Redshift Sorting: Zone Maps

  • Zone Maps are minimum-and-maximum values for each block of data
  • Zone Maps are stored in memory and automatically generated
  • Zone Maps allow Redshift to effectively prune blocks that cannot contain data needed for a given query
  • Minimises unnecessary I/O
  • Along with sort keys, zone maps play a crucial role in enabling range-restricted scans to prune blocks and reduce I/O

Compression Encodings

Advice → You have control over which compression you will use for which column type when defining your DDL, a good rule is to always pick ZSTD compression for every column.

A compression encoding specifies the type of compression that is applied to a column of data values as rows are added to a table. If no compression is specified in a CREATE TABLE or ALTER TABLE statement, Amazon Redshift automatically assigns compression encoding as follows:

  • Columns that are defined as sort keys are assigned RAW compression.
  • Columns that are defined as BOOLEAN, REAL, or DOUBLE PRECISION data types are assigned RAW compression.
  • All other columns are assigned LZO compression.

Read about Compression encodings: https://docs.aws.amazon.com/redshift/latest/dg/c_Compression_encodings.html

Explain — command

Displays the execution plan for a query statement without running the query. Read explain-plans from the bottom-up.

EXPLAIN performance is sometimes influenced by the time it takes to create temporary tables. For example, a query that uses the common subexpression optimization requires temporary tables to be created and analyzed in order to return the EXPLAIN output. The query plan depends on the schema and statistics of the temporary tables. Therefore, the EXPLAIN command for this type of query might take longer to run than expected.

Syntax

EXPLAIN [ VERBOSE ] query

Parameters:

VERBOSE → Displays the full query plan instead of just a summary.

query → Query statement to explain. The query can be a SELECT, INSERT, CREATE TABLE AS, UPDATE, or DELETE statement.

The EXPLAIN command will fail if you use it for other SQL commands, such as data definition language (DDL) or database operations.

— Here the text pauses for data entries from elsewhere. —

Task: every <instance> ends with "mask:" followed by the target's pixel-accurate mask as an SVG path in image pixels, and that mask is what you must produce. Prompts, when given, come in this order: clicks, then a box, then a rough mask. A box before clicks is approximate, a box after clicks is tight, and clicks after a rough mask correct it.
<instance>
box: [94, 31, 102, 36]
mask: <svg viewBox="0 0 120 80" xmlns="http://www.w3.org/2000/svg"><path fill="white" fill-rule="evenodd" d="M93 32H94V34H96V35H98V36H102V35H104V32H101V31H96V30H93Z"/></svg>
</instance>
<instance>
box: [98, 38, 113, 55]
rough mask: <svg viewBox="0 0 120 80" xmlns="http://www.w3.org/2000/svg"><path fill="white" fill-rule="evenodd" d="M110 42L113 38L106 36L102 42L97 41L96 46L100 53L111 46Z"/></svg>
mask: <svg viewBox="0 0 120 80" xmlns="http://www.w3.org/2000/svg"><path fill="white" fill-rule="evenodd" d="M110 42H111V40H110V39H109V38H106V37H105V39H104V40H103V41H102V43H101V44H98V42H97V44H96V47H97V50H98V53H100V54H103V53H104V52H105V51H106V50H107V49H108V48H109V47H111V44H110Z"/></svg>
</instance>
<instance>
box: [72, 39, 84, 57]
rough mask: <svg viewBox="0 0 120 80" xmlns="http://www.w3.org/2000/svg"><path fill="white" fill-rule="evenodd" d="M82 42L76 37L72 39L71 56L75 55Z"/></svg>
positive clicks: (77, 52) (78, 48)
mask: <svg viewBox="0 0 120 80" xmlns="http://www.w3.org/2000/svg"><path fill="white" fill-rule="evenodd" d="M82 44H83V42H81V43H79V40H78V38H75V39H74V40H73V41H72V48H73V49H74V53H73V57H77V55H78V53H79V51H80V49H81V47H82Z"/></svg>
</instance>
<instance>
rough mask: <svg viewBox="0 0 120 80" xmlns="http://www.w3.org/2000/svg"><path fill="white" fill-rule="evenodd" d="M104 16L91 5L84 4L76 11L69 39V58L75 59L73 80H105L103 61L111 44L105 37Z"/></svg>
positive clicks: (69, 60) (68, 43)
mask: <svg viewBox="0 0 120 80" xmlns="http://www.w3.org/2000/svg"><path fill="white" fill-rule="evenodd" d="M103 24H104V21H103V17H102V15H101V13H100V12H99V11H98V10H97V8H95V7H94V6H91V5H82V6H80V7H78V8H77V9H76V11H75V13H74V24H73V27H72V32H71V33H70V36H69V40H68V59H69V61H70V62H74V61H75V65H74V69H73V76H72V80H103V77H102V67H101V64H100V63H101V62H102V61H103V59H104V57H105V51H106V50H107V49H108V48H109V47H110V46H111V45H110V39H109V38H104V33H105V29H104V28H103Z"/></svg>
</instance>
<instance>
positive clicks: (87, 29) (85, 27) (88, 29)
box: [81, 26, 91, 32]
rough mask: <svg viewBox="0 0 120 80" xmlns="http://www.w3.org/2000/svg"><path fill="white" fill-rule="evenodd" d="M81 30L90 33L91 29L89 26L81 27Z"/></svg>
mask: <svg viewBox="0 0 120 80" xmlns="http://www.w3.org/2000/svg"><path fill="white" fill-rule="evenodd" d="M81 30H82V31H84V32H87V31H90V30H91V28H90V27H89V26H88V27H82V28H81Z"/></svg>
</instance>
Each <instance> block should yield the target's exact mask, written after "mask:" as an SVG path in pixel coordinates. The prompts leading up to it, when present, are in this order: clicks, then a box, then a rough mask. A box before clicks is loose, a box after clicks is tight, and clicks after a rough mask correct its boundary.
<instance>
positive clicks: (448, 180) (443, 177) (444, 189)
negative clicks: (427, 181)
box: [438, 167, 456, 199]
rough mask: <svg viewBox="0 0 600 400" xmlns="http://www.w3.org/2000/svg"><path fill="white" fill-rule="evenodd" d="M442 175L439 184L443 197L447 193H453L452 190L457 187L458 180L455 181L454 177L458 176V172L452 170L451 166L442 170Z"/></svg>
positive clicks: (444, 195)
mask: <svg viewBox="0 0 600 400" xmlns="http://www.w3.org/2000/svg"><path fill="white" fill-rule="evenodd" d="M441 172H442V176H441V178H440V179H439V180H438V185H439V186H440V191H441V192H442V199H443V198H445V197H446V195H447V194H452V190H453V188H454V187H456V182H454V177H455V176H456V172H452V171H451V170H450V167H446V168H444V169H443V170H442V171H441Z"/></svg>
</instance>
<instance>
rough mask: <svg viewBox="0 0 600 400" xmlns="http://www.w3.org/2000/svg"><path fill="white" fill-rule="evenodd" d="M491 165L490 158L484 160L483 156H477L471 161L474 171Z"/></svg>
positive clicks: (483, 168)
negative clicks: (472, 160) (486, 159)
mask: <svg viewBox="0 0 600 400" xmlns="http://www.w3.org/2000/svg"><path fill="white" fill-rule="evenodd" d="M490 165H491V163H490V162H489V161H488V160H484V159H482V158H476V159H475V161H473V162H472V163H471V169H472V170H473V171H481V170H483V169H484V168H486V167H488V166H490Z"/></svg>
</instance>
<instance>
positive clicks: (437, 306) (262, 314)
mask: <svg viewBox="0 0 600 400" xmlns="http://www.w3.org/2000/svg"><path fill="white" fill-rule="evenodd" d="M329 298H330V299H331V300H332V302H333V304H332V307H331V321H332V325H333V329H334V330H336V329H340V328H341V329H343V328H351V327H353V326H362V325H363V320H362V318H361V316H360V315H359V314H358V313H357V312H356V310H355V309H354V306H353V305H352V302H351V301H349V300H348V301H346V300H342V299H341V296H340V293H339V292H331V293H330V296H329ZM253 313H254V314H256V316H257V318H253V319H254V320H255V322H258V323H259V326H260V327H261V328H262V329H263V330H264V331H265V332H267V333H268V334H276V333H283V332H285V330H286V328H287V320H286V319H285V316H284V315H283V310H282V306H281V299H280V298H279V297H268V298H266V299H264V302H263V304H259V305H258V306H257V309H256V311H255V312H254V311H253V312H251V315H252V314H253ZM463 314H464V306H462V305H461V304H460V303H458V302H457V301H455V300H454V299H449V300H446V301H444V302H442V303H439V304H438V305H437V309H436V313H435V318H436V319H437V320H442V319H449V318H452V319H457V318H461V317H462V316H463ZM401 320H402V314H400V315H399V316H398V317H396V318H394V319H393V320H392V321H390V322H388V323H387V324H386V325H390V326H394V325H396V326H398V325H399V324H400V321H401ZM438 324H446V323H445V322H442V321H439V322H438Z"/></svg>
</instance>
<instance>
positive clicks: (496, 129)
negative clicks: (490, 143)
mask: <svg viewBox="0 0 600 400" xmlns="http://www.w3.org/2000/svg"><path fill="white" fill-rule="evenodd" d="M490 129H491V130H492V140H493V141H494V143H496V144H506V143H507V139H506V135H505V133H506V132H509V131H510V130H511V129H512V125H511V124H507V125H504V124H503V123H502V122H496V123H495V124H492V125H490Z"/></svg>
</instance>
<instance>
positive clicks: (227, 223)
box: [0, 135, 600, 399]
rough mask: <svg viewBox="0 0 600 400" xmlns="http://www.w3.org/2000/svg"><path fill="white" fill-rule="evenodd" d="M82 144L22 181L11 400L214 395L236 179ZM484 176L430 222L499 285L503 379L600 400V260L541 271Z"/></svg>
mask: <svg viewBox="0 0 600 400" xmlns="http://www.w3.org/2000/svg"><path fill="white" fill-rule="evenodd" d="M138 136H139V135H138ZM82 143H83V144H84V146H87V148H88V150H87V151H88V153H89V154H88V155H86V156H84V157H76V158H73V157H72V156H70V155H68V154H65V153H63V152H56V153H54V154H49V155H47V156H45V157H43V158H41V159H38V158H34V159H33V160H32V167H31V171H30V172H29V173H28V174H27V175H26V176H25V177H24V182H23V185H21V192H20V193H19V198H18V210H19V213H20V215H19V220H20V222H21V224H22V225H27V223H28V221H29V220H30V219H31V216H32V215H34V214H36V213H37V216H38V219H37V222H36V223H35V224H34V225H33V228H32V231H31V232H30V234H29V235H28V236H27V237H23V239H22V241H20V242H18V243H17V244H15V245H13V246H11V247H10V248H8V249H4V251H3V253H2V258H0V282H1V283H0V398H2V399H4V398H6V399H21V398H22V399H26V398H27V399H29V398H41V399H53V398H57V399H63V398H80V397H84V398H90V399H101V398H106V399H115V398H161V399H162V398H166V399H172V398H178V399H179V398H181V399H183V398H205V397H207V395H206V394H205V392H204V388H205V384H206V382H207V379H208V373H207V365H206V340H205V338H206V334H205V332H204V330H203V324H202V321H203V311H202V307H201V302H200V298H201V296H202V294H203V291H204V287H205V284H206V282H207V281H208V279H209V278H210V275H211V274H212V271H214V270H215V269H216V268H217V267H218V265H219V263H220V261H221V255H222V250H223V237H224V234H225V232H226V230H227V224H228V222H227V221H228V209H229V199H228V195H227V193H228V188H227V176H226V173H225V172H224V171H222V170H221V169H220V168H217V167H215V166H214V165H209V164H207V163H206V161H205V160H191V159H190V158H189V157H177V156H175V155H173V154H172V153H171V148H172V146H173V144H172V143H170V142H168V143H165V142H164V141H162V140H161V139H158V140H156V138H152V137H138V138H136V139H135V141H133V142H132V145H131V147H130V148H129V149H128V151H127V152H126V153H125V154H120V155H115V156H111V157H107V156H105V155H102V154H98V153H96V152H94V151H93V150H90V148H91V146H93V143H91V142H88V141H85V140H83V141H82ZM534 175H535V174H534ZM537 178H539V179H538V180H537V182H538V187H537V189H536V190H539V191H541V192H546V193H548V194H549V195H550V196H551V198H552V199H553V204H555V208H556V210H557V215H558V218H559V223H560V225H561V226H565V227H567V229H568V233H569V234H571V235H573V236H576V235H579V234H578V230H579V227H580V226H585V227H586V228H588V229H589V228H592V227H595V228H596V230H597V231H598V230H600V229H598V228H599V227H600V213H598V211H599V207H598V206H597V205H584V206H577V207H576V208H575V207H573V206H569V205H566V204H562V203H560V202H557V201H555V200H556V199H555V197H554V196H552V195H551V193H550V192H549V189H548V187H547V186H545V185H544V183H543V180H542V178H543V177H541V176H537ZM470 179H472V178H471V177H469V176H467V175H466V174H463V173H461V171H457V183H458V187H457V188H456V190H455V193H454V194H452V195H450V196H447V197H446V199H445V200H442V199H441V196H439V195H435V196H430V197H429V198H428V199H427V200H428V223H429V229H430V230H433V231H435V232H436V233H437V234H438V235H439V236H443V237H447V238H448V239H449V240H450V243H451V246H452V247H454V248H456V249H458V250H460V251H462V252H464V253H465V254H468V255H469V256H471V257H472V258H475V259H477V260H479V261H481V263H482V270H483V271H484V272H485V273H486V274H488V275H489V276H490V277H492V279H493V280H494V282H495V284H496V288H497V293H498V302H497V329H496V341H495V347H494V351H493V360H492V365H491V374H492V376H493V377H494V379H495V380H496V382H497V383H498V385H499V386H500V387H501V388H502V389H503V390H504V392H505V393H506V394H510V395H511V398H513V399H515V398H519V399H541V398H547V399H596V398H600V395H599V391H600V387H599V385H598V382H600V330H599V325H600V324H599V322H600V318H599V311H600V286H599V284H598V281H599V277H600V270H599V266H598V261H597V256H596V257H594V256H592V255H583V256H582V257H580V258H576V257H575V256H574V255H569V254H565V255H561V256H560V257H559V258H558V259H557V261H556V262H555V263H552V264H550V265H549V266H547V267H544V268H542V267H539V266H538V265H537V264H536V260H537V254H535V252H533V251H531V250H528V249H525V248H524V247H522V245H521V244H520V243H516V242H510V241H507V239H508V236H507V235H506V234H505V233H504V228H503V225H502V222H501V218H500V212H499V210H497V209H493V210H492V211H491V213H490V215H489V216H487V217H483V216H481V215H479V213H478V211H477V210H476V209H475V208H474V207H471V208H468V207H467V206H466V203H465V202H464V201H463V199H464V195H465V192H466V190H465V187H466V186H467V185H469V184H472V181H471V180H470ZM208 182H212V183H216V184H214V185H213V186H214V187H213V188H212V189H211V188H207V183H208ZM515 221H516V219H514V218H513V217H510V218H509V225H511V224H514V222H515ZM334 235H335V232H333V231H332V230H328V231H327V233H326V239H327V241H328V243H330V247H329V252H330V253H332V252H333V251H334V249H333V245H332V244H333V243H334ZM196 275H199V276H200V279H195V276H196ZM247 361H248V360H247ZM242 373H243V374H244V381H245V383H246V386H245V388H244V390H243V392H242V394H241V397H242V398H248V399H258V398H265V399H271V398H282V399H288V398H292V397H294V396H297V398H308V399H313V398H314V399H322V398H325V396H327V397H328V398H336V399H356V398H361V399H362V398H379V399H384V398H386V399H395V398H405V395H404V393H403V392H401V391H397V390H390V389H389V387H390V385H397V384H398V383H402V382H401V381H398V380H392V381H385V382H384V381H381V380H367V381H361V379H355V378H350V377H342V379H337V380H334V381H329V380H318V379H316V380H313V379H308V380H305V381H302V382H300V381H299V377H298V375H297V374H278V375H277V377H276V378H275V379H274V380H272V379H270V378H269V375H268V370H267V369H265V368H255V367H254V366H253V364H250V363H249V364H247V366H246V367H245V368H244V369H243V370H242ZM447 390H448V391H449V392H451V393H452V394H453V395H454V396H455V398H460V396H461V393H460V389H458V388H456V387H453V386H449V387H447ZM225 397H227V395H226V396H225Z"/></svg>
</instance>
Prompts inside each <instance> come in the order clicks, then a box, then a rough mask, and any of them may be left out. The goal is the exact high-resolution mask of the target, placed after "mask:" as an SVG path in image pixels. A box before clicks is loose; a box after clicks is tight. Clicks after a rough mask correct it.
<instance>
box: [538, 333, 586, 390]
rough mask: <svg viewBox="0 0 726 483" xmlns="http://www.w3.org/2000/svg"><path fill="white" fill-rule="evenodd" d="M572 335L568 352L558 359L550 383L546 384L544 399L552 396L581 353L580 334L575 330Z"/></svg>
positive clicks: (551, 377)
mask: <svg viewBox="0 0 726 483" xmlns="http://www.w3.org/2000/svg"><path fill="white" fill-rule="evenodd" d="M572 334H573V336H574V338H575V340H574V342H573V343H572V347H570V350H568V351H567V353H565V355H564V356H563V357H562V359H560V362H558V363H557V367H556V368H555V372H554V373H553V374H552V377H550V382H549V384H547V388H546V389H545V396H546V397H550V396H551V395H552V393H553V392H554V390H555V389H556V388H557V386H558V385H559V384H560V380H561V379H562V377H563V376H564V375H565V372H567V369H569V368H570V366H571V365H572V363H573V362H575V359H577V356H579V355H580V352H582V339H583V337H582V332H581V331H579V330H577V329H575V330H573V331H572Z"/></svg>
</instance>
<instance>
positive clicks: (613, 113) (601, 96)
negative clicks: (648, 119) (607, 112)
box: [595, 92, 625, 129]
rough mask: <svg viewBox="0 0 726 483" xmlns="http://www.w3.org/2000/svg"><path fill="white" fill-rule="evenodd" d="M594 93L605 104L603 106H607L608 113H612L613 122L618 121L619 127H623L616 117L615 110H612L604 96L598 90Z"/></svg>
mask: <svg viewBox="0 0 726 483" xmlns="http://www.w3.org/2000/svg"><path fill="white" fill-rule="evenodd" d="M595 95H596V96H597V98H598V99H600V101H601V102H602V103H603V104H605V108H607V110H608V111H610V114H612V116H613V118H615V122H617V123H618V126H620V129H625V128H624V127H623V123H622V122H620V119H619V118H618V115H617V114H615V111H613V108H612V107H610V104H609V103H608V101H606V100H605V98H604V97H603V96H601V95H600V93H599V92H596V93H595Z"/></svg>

Results of the command can be:

DS_DIST_NONE — No redistribution is required because corresponding slices are collocated on the compute nodes. You will typically have only one DS_DIST_NONE step, the join between the fact table and one dimension table.

DS_DIST_ALL_NONE — No redistribution is required because the inner join table used DISTSTYLE ALL. The entire table is located on every node.

DS_DIST_INNER -The inner table is redistributed.

DS_DIST_OUTER — The outer table is redistributed.

DS_BCAST_INNER — A copy of the entire inner table is broadcast to all the compute nodes.

DS_DIST_ALL_INNER — The entire inner table is redistributed to a single slice because the outer table uses DISTSTYLE ALL.

DS_DIST_BOTH — Both tables are redistributed.

DS_DIST_NONE and DS_DIST_ALL_NONE are good results. They indicate that no distribution was required for that step because all of the joins are collocated.

Press enter or click to view image in full size

Read more about Explain command: https://docs.aws.amazon.com/redshift/latest/dg/r_EXPLAIN.html

Summary

  • Use the query writing guidelines for a great increase in performance.
  • Distribution keys and Sort keys are your best friend when joining large tables
  • Understanding of how Zone Maps in Redshift work to maximize input/output
  • Use Compression encoding every time when defining your DDL
  • Explain command is very useful for achieving Merge joins

I know that it takes some time and effort to go through all of these guidelines/methods and implement them, but that time is time well spent. Your Redshift cluster will be infinitely more efficient and you will notice the difference right off in query I/O.